FINIR UN SEMESTRE EN BEAUTÉ

Lundi dernier j’ai passé mon dernier examen du semestre (Akhenaton, momies, Hatchepsout, et d’autres trucs). Maintenant je suis donc LIBRE ! Les grandes vacances ici c’est février et mars, je n’ai donc aucune contrainte scolaire avant longtemps.

Ce premier semestre est passé à une vitesse dingue, même si le mois de janvier était plutôt chargé. J’ai l’impression d’avoir fait de très bons choix de cours, j’ai appris énormément de choses dans des domaines aussi variés que la culture japonaise, l’Egypte Ancienne, et la Francophonie. La palme revient à mon cours de Sociologie de la culture et de la société japonaise, avec un prof qui maîtrise à fond son sujet et qui sait le rendre intéressant. Mes cours de japonais resteront eux aussi un très bon souvenir. Au dernier cours, j’ai fait un exposé sur Bollywood… C’est un peu jouissif d’avoir un power point complètement kitsch avec des photos de Shahrukh, Madhuri, Devdas et Kuch Kuch Hota Hai.
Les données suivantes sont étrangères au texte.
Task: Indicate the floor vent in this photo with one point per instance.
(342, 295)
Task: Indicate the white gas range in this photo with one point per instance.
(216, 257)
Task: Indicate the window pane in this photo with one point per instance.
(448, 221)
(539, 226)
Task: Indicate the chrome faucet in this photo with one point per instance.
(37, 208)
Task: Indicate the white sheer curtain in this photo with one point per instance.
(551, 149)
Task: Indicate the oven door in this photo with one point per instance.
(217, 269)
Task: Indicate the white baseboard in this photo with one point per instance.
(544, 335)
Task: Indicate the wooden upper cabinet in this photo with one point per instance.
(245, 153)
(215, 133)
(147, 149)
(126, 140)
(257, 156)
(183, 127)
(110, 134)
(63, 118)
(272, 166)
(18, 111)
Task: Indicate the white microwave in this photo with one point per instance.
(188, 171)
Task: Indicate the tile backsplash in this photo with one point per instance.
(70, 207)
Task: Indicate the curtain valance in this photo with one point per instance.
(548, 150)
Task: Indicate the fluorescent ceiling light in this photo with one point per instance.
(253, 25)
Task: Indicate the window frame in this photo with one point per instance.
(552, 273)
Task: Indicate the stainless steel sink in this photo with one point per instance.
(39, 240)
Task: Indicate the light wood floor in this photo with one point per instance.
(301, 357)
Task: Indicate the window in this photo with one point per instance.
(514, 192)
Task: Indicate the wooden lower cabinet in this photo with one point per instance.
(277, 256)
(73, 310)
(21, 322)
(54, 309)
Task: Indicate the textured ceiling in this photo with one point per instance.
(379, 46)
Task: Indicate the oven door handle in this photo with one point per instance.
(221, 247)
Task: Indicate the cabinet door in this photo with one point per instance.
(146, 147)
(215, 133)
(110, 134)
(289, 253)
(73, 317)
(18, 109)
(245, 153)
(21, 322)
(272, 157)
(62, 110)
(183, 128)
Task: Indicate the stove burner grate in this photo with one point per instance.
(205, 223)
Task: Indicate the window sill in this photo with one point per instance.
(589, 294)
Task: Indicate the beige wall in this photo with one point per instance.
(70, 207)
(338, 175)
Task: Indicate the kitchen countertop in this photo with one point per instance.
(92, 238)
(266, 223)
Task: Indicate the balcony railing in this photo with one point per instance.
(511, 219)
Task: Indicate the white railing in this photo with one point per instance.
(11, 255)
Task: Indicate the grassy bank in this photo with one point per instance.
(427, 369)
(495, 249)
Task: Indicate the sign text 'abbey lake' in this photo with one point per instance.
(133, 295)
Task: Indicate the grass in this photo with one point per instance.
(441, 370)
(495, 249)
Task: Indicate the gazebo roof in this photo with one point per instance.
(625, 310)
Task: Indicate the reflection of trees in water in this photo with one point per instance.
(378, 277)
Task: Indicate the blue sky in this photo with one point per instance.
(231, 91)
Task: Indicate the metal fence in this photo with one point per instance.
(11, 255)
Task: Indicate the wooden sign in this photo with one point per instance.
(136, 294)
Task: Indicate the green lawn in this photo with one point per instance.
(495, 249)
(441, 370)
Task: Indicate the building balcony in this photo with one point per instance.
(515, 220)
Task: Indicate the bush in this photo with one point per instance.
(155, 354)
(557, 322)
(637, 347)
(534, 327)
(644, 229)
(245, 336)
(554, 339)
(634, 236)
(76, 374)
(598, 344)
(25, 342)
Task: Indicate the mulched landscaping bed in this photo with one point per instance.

Le soir de mes vacances (je dis « mes » parce ue tout le monde n’était pas en vacances à la même date – n’est-ce pas Marie), il y avait une soirée avec le réseau français de mon département. Ce fut bien sympathique, j’ai même réussi à parler un peu à des Japonais en japonais (ouais ouais). Avec un groupe plus restreint nous avons enchaîné sur une classique séance de karaoké, à la fin de laquelle nous sommes allés payer en chantant du Lady Gaga, parce que notre forfait de 2 heures avait pris fin en plein milieu de « Bad Romance », tsss.

 

Pour éviter de m’enfoncer dans une « vie de mollusque », j’ai décidé de bouger un peu aujourd’hui. J’ai ouvert un de mes guides de Tokyo et je me suis rendue compte qu’il y avait un vieux temple bouddhiste pas si loin de chez moi que je n’avais pas encore visité. Donc je n’hésite pas longtemps, j’enfile mon sweat moche anti-froid et zou c’est parti.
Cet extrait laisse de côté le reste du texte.